5) Sprinkle on your cinnamon, and do the same thing to mix it evenly.
6) Sprinkle with salt.
7) Roast in the oven for 30-35 minutes, flipping/stirring the squash at the half way point. I wanted mine really tender, so I cooked the full 35 minutes, but if you'd prefer a bite to your squash, cook 25-30 minutes only.


Thursday, March 13, 2014

Cuban Shepard's Pie

I really love one pot meals. It makes it so much easier to make a larger meal and portion out the leftovers for the week. We also tend to put some in the freezer for later too, so we end up cooking less often. My best paleo tip would really be to double your recipe, and put half in the fridge portioned out, and half in the freezer. Then you make about 3 meals and do the same for all, and then you have a bigger variety of stuff to eat for the next 1-2 weeks. Nothing is worse, in my mind, than eating the same meal for 4 days in a row. I'd much rather have some variety, which is where a lot of my meals come from.

Plantains are a really interesting flavor, and I've made a few dishes in the past with them. This actually has a similar taste profile to a dish I made before (Plantain Lasanga), but it was a lot easier! This definitely looks like a shepard's pie, but instead of a cauliflower or potato topping, why not try it with plantains?

My grocery store only sells green plantains, so I had to wait about 10 days for these to ripen up in order to use them.
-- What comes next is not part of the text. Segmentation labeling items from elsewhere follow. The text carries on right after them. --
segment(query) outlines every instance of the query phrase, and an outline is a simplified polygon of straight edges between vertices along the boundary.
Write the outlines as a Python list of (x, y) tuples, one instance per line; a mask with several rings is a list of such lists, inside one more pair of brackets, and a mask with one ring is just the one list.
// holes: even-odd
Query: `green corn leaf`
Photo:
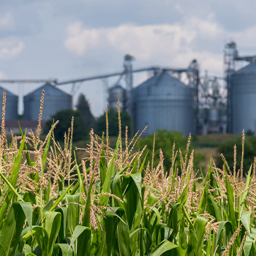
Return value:
[(66, 190), (61, 194), (61, 195), (56, 200), (56, 201), (54, 203), (52, 207), (50, 207), (49, 211), (53, 211), (59, 205), (59, 203), (61, 201), (63, 197), (65, 196), (65, 195), (68, 192), (68, 191), (70, 189), (72, 186), (73, 186), (74, 182), (66, 189)]
[(150, 238), (150, 240), (152, 241), (152, 238), (151, 238), (151, 236), (148, 231), (148, 230), (146, 227), (140, 227), (140, 228), (138, 228), (137, 230), (134, 230), (133, 232), (132, 232), (130, 234), (129, 234), (129, 238), (131, 238), (132, 237), (133, 235), (135, 235), (137, 232), (140, 231), (140, 230), (145, 230), (147, 233), (147, 235), (148, 236), (148, 238)]
[[(113, 156), (111, 161), (108, 167), (108, 172), (105, 178), (104, 184), (102, 189), (102, 193), (109, 193), (110, 189), (112, 178), (116, 173), (116, 165), (114, 165), (114, 160), (116, 159), (116, 154)], [(108, 196), (102, 195), (99, 198), (99, 205), (106, 206), (108, 201)]]
[(91, 228), (89, 227), (84, 227), (84, 226), (81, 226), (80, 225), (78, 225), (75, 227), (74, 232), (73, 232), (73, 234), (72, 236), (71, 240), (70, 240), (69, 247), (72, 244), (74, 244), (75, 241), (78, 238), (80, 235), (81, 235), (83, 233), (83, 231), (85, 231), (86, 230), (91, 231)]
[[(124, 209), (119, 208), (118, 210), (116, 211), (116, 214), (119, 215), (119, 217), (122, 218), (124, 221), (125, 221), (125, 213)], [(123, 222), (119, 221), (117, 225), (116, 234), (118, 237), (117, 242), (120, 256), (131, 255), (131, 242), (129, 239), (128, 226), (124, 224)]]
[(6, 256), (4, 246), (0, 243), (0, 255)]
[(42, 156), (42, 172), (45, 171), (45, 168), (47, 155), (48, 154), (48, 150), (49, 150), (49, 147), (50, 147), (50, 138), (51, 138), (51, 134), (53, 132), (53, 125), (52, 125), (52, 127), (50, 129), (50, 135), (49, 135), (48, 139), (47, 140), (47, 143), (46, 143), (46, 145), (45, 145), (45, 147), (44, 149), (44, 152), (43, 152)]
[(251, 234), (251, 212), (249, 211), (244, 211), (242, 213), (241, 221), (244, 227), (248, 230), (249, 234)]
[(90, 255), (91, 254), (91, 230), (89, 227), (85, 227), (83, 233), (78, 237), (78, 248), (77, 256)]
[(132, 169), (131, 173), (136, 173), (137, 171), (137, 167), (138, 167), (138, 159), (139, 157), (139, 155), (137, 156), (135, 161), (133, 164)]
[(252, 250), (252, 249), (253, 249), (252, 241), (246, 241), (243, 247), (244, 256), (250, 256), (250, 255), (254, 256), (255, 251)]
[(37, 243), (42, 251), (42, 256), (48, 256), (49, 252), (49, 235), (46, 229), (41, 226), (33, 227), (34, 236)]
[(140, 173), (141, 173), (143, 171), (144, 165), (145, 165), (145, 162), (146, 162), (146, 158), (147, 157), (148, 153), (148, 152), (146, 153), (146, 154), (145, 156), (145, 158), (144, 158), (144, 160), (143, 160), (143, 162), (142, 162), (142, 164), (140, 165), (140, 170), (139, 170)]
[(200, 256), (202, 255), (203, 235), (206, 231), (206, 219), (197, 215), (193, 226), (195, 232), (189, 231), (187, 255)]
[(23, 199), (20, 197), (17, 190), (12, 186), (9, 181), (5, 178), (4, 175), (0, 173), (0, 176), (3, 178), (3, 180), (7, 183), (9, 187), (12, 190), (12, 192), (17, 195), (17, 197), (19, 197), (21, 201), (23, 201)]
[(237, 222), (236, 218), (235, 216), (235, 206), (234, 206), (234, 201), (233, 201), (233, 189), (230, 184), (230, 181), (228, 179), (228, 177), (226, 176), (226, 189), (227, 189), (227, 200), (228, 204), (227, 207), (229, 209), (229, 219), (230, 219), (231, 222), (233, 223), (233, 225), (234, 227), (234, 230), (236, 230), (238, 226), (237, 226)]
[[(10, 183), (12, 186), (13, 188), (16, 187), (16, 182), (17, 179), (18, 177), (19, 171), (20, 171), (20, 166), (21, 163), (21, 159), (22, 159), (22, 154), (23, 152), (23, 148), (24, 148), (24, 138), (22, 140), (17, 157), (15, 159), (15, 162), (14, 163), (12, 173), (11, 173), (11, 176), (10, 176)], [(0, 170), (0, 172), (1, 170)], [(13, 190), (9, 187), (7, 194), (5, 197), (4, 201), (3, 202), (1, 209), (0, 209), (0, 225), (1, 223), (4, 221), (4, 217), (6, 214), (6, 211), (10, 206), (12, 196), (13, 196), (14, 192)]]
[(26, 217), (32, 231), (32, 206), (27, 202), (15, 202), (9, 211), (1, 233), (0, 243), (8, 256), (14, 255)]
[[(220, 236), (221, 236), (221, 234), (222, 233), (222, 231), (225, 230), (225, 231), (226, 231), (226, 236), (228, 236), (228, 234), (230, 233), (233, 233), (233, 225), (232, 225), (232, 223), (230, 221), (222, 221), (219, 223), (218, 232), (217, 232), (217, 236), (216, 238), (216, 247), (219, 244), (217, 252), (219, 252), (219, 250), (221, 249), (222, 241), (220, 239), (220, 238), (221, 238)], [(224, 245), (226, 245), (224, 236), (222, 236), (222, 243)]]
[(47, 211), (45, 213), (45, 229), (49, 236), (48, 252), (50, 255), (57, 239), (61, 224), (61, 214), (56, 211)]
[(100, 172), (100, 184), (101, 184), (101, 187), (102, 187), (105, 182), (105, 179), (106, 178), (106, 174), (107, 174), (106, 159), (105, 157), (104, 148), (102, 148), (102, 154), (100, 155), (99, 172)]
[[(61, 254), (60, 254), (61, 252)], [(73, 251), (68, 244), (56, 244), (53, 247), (52, 256), (72, 256)]]
[(168, 252), (174, 248), (178, 247), (176, 244), (171, 243), (170, 241), (164, 240), (162, 243), (154, 247), (152, 250), (151, 256), (160, 256), (164, 252)]
[(74, 195), (75, 193), (75, 192), (77, 191), (77, 189), (78, 189), (78, 187), (80, 187), (80, 192), (82, 194), (86, 194), (87, 195), (86, 187), (85, 187), (84, 183), (83, 183), (84, 176), (83, 176), (83, 175), (81, 176), (81, 173), (80, 172), (79, 166), (78, 166), (78, 162), (77, 162), (75, 152), (74, 152), (74, 156), (75, 156), (75, 162), (76, 170), (77, 170), (77, 173), (78, 173), (78, 181), (75, 185), (75, 187), (74, 187), (74, 188), (72, 190), (70, 194)]
[(91, 175), (91, 182), (89, 189), (88, 190), (87, 200), (86, 203), (86, 208), (83, 213), (82, 225), (83, 226), (90, 227), (90, 216), (91, 216), (91, 189), (92, 189), (92, 183), (94, 179), (94, 174)]
[[(21, 129), (20, 122), (18, 122), (18, 124), (19, 124), (19, 127), (20, 127), (20, 131), (21, 137), (22, 137), (22, 138), (25, 138), (25, 136), (24, 136), (24, 135), (23, 135), (23, 132), (22, 131), (22, 129)], [(24, 149), (25, 149), (26, 151), (28, 150), (28, 148), (27, 148), (26, 143), (24, 144)], [(28, 163), (28, 165), (29, 165), (29, 166), (32, 166), (32, 165), (31, 165), (31, 159), (30, 159), (30, 156), (29, 156), (29, 152), (26, 152), (26, 162)]]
That way they are a tiny bit sweeter than the green ones, and work well with the spiced meat bottom layer.

You can make the Sofrito mixture using the below link, or just use tomato sauce for the whole thing and it'll still be delicious! Or add in a chopped onion and/or a chopped pepper to the mix if you have some on hand.

Ingredients
1) 2 pounds of ground beef (or bison/chicken/turkey/etc)
2) 4-5 very ripe plantains (about 1.5-2 pounds)
3) 1/4 cup of coconut or almond milk
4) 2 cups of tomato sauce (or 1 cup tomato sauce, and 1 cup homemade Sofrito -- recipe here)
*Sofrito is really just pureed tomatoes, onions, and peppers
5) Spices: I did 1 tablespoon of cumin, 1 teaspoon of turmeric and 1 teaspoon of salt

**Makes 5-6 servings

Instructions
Preheat oven to 350 degrees.
1) Over medium heat, brown your ground meat. Once cooked, you can drain some of the oil if your meat was too fatty for your liking.    
Browning your meat
2) Add your tomato sauce/sofrito and spices to your meat, and mix thoroughly.
Adding your sauce and spices
3) Pour your meat mixture into a 13x9 pan. This is the bottom layer of your shepard's pie.
Bottom half complete
4) Now work on your plantain topping. Peel your plantains and roughly chop, then add to your food processor.
Super-ripe plantains
Ready for the food processor
5) Add your coconut milk to the food processor with your plantains and blend until smooth.
Pureed plantains and coconut milk
6) Pour your pureed plantains on top of your meat layer and spread evenly.
Adding your topping
Ready for the oven!
7) Bake at 350 for 45 minutes until your plantain topping is firm when you touch it.
All cooked up
Lovely layers of Cuban Shepard's Pie
8) Let rest for a few minutes to cool, and then eat up!